Similarly, Texas-headquartered Alamo Drafthouse Cinema, which serves full meals with screenings, is expanding to five new locations over the next 18 months across the US after emerging from Chapter 11 bankruptcy.
“Dine-in cinema is punching above its weight class,” said Shelli Taylor, Alamo chief executive, pointing to how it is the most rapidly growing type of movie theatre in the US.
But Tim Richards, chief executive of Vue, Europe’s biggest privately owned operator, which resorted to a debt-for-equity swap over summer to stay afloat, insists that the more traditional cinema industry is not in need of a “drastic overhaul” but it is in “waiting mode” for a raft of new blockbusters.
This winter should mark a turning point, said Comescore’s Dergarabedian. About 15 per cent of this year’s takings are riding on a winter film slate of Black Adam, Black Panther: Wakanda Forever and Avatar: The Way of Water, according to box office forecaster Cinelytics.
The number of films billed for release in more than 2,000 locations across the US next year is closer to the 2019 level of 112 wide releases, according to Comscore. There are currently 84 films scheduled in 2023, up from 73 movies this year, and the final figure is expected to be higher.
“This is a short term issue,” added Vue’s Richards. He said the movie studios had “without exception” supported the traditional business model of theatrical release windows before films move to streaming platforms and that they had “started to greenlight a glut of films a year ago”. “The problems will ease,” he stressed.
However, industry experts are more concerned over a lack of mid-budget movies that keep a constant flow of audiences coming into cinemas. In recent months, operators have had to buy film rights off streaming services to plug the shortfall.
Shawn Robbins, chief analyst at Box Office Pro, predicted it will take time before the total of yearly releases, which amounted to 792 titles in North America in 2019, reaches pre-pandemic levels. “We know the blockbusters — cash cows of the industry — are coming, but there needs to be more of the low to mid-tier releases, like adult-driven dramas, comedies and horror films,” said Robbins. “We really need to start seeing more of them before the recovery is anywhere near complete.”
Operators, meanwhile, stress they cannot afford to be complacent even as film production picks up. “It’s about how do we innovate, how do we engage and how do we entertain without standing still,” said Scrimgeour. Everyman has had a big push into live events cinema in recent years, he added.
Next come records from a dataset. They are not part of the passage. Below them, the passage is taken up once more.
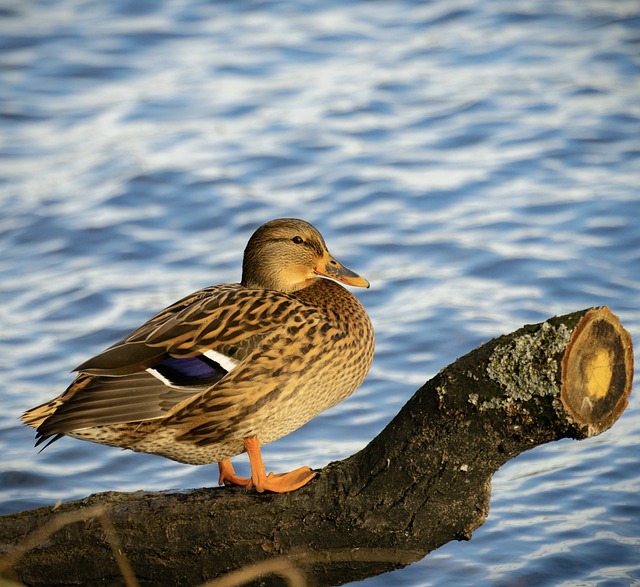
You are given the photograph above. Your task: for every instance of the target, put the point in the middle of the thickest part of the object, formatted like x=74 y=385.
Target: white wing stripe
x=227 y=363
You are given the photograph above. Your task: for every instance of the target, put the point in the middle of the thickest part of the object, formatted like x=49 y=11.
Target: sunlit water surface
x=478 y=162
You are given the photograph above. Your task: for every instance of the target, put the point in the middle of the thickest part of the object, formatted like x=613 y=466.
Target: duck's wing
x=178 y=354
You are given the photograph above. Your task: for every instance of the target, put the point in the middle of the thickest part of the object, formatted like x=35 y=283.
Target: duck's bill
x=330 y=267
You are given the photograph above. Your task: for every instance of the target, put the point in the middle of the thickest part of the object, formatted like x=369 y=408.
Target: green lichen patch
x=527 y=366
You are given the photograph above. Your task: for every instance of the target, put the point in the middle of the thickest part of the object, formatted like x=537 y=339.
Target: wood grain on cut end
x=597 y=371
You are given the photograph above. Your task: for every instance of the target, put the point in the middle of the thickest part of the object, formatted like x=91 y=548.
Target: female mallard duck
x=230 y=367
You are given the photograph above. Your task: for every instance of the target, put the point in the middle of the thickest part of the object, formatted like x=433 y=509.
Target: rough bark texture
x=425 y=480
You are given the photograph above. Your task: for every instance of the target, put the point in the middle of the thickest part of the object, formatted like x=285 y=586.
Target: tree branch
x=425 y=480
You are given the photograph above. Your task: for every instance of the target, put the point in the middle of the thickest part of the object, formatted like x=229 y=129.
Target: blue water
x=478 y=162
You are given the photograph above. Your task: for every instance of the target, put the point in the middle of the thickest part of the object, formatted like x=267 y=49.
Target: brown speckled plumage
x=282 y=346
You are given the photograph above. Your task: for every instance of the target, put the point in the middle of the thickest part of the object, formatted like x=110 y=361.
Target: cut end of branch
x=597 y=371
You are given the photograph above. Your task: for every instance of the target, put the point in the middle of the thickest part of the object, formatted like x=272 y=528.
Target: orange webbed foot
x=228 y=475
x=283 y=482
x=278 y=483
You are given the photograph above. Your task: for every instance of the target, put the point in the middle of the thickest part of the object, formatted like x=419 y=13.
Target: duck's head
x=288 y=254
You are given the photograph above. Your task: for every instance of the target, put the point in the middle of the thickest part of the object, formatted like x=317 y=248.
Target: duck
x=230 y=367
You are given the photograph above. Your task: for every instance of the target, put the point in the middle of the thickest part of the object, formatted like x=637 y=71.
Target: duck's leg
x=228 y=475
x=280 y=483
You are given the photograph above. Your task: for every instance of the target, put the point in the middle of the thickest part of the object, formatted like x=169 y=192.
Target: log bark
x=424 y=481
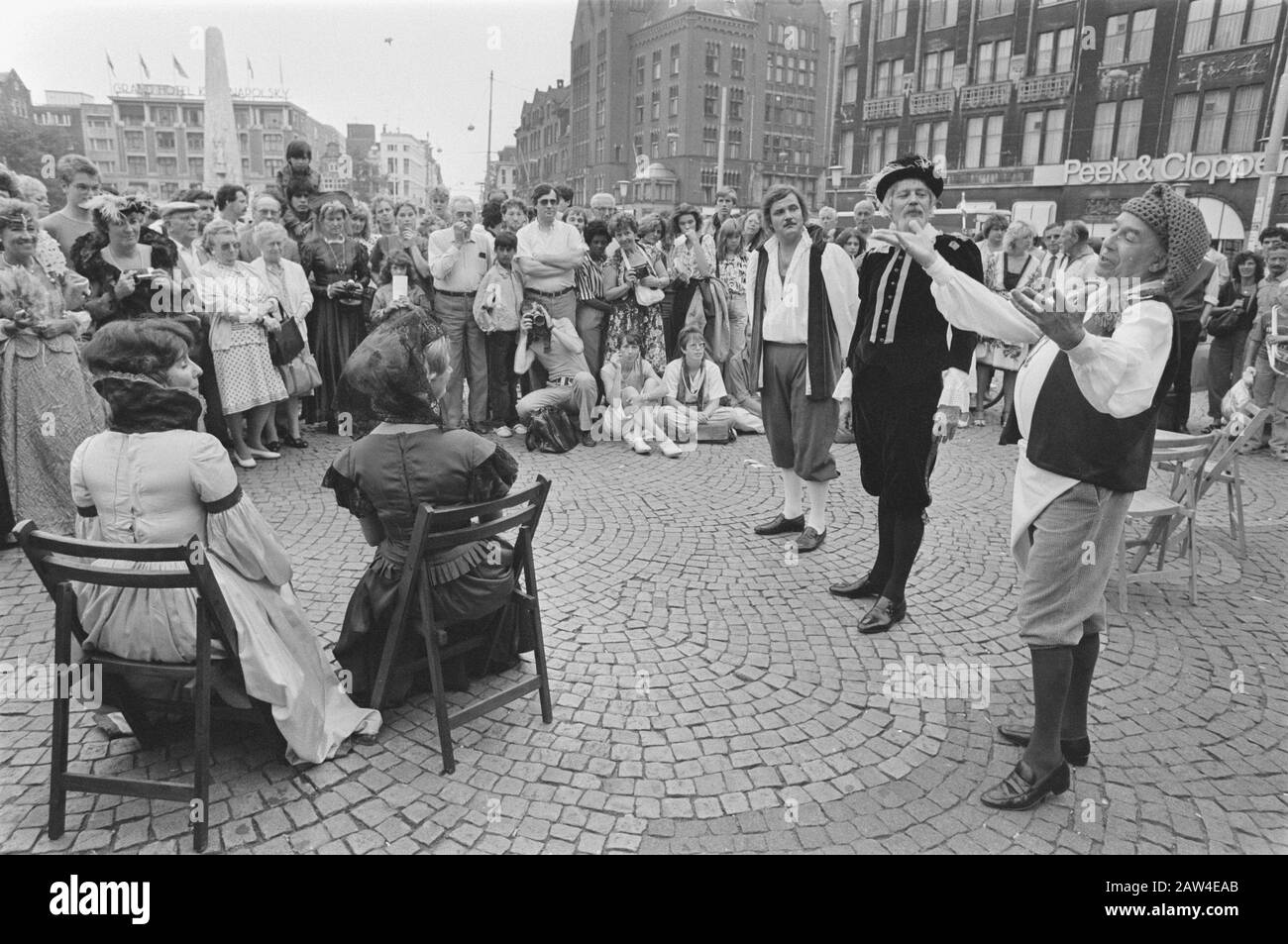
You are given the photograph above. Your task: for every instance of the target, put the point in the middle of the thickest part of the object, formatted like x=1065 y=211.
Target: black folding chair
x=439 y=530
x=60 y=561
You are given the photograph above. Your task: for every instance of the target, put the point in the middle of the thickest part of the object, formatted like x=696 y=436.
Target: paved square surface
x=709 y=694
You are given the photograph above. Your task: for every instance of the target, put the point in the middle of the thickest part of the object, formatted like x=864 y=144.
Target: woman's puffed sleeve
x=88 y=526
x=236 y=532
x=492 y=475
x=342 y=478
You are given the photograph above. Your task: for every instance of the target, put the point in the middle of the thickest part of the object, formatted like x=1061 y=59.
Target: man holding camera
x=459 y=258
x=555 y=346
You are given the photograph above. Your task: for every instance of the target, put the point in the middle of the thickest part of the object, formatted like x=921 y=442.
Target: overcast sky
x=430 y=81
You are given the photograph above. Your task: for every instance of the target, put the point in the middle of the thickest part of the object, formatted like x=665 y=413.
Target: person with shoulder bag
x=288 y=347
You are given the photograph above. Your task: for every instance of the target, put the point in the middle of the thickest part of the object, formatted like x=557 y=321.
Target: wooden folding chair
x=1184 y=458
x=62 y=561
x=438 y=530
x=1224 y=469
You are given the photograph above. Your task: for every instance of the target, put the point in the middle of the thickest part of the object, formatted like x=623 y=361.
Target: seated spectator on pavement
x=695 y=390
x=634 y=394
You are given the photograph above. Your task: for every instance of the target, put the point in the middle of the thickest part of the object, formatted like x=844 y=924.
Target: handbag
x=286 y=343
x=647 y=297
x=552 y=430
x=300 y=376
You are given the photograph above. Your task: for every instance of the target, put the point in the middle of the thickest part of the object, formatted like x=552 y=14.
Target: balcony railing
x=883 y=108
x=928 y=102
x=987 y=95
x=1043 y=88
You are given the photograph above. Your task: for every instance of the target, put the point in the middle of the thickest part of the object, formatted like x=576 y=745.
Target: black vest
x=1072 y=438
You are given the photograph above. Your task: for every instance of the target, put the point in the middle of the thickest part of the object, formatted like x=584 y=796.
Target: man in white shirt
x=800 y=330
x=459 y=258
x=265 y=209
x=549 y=256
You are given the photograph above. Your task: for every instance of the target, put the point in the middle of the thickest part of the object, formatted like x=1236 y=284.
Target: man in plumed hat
x=905 y=381
x=1086 y=404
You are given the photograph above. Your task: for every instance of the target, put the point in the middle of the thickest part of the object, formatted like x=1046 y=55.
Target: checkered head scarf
x=1179 y=226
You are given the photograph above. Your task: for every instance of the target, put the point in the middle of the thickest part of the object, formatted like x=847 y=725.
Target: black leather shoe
x=1021 y=789
x=1077 y=751
x=857 y=590
x=810 y=540
x=781 y=526
x=883 y=616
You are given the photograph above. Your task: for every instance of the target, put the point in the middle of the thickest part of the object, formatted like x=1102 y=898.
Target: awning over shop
x=1223 y=220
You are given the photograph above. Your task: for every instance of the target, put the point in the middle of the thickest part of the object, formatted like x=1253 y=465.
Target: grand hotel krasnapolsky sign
x=1146 y=168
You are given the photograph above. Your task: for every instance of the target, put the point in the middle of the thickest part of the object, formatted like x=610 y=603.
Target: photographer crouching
x=554 y=343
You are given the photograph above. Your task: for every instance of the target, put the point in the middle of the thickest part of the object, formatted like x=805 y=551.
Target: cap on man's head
x=1179 y=226
x=909 y=166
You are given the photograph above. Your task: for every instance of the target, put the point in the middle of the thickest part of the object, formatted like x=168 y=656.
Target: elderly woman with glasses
x=339 y=269
x=243 y=313
x=128 y=265
x=47 y=403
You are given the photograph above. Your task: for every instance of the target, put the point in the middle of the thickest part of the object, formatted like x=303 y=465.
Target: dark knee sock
x=1085 y=655
x=880 y=572
x=907 y=531
x=1052 y=670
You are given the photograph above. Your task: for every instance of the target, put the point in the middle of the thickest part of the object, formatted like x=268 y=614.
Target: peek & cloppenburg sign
x=1146 y=168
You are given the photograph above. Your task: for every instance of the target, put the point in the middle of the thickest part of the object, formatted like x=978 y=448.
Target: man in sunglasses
x=549 y=256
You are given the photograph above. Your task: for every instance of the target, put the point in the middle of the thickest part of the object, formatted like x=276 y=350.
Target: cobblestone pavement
x=709 y=694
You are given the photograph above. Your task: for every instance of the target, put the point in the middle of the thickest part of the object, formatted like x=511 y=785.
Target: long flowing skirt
x=47 y=408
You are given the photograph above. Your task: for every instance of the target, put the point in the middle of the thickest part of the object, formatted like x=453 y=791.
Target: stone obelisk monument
x=223 y=149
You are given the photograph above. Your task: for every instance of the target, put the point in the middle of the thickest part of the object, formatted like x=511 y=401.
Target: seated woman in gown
x=154 y=478
x=403 y=366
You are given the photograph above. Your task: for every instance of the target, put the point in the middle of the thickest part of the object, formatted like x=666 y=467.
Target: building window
x=1216 y=106
x=992 y=62
x=850 y=86
x=930 y=138
x=884 y=80
x=711 y=101
x=1043 y=134
x=883 y=147
x=855 y=25
x=984 y=142
x=936 y=69
x=940 y=13
x=893 y=20
x=1055 y=52
x=1243 y=120
x=1262 y=20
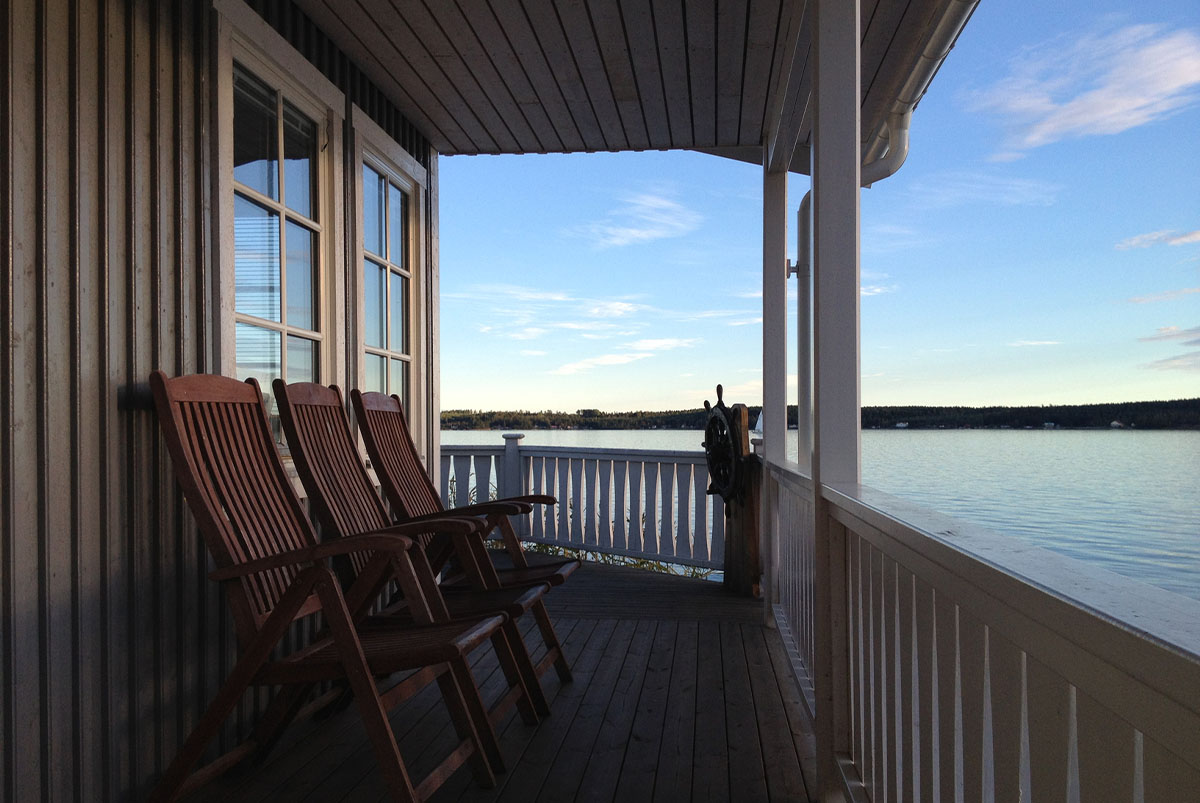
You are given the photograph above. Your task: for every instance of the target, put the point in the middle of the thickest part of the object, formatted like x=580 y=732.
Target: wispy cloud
x=1169 y=295
x=1188 y=361
x=663 y=343
x=958 y=189
x=604 y=359
x=1102 y=82
x=1189 y=336
x=613 y=309
x=1157 y=238
x=641 y=219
In 2019, admissions figures were broadly flat compared with the early 2000s and instead all the growth in the cinema industry has been fuelled by price inflation. Tobias Queisser, Cinelytics CEO and co-founder, thinks pre-pandemic revenues “will take time to return”, predicting it may take until 2025 at the earliest.
“Year-by-year box office gains have all been ticket price inflation and after the pandemic there is even more distinction between what consumers want to see in theatres vs at home,” said Queisser.
“Cinemas’ main competition isn’t Netflix, it’s other out-of-home options, and there’s a lot of stuff you can do nowadays from laser quest to golf to escape rooms,” said Omdia’s Hancock. “You have to compete with all that on price and experience.”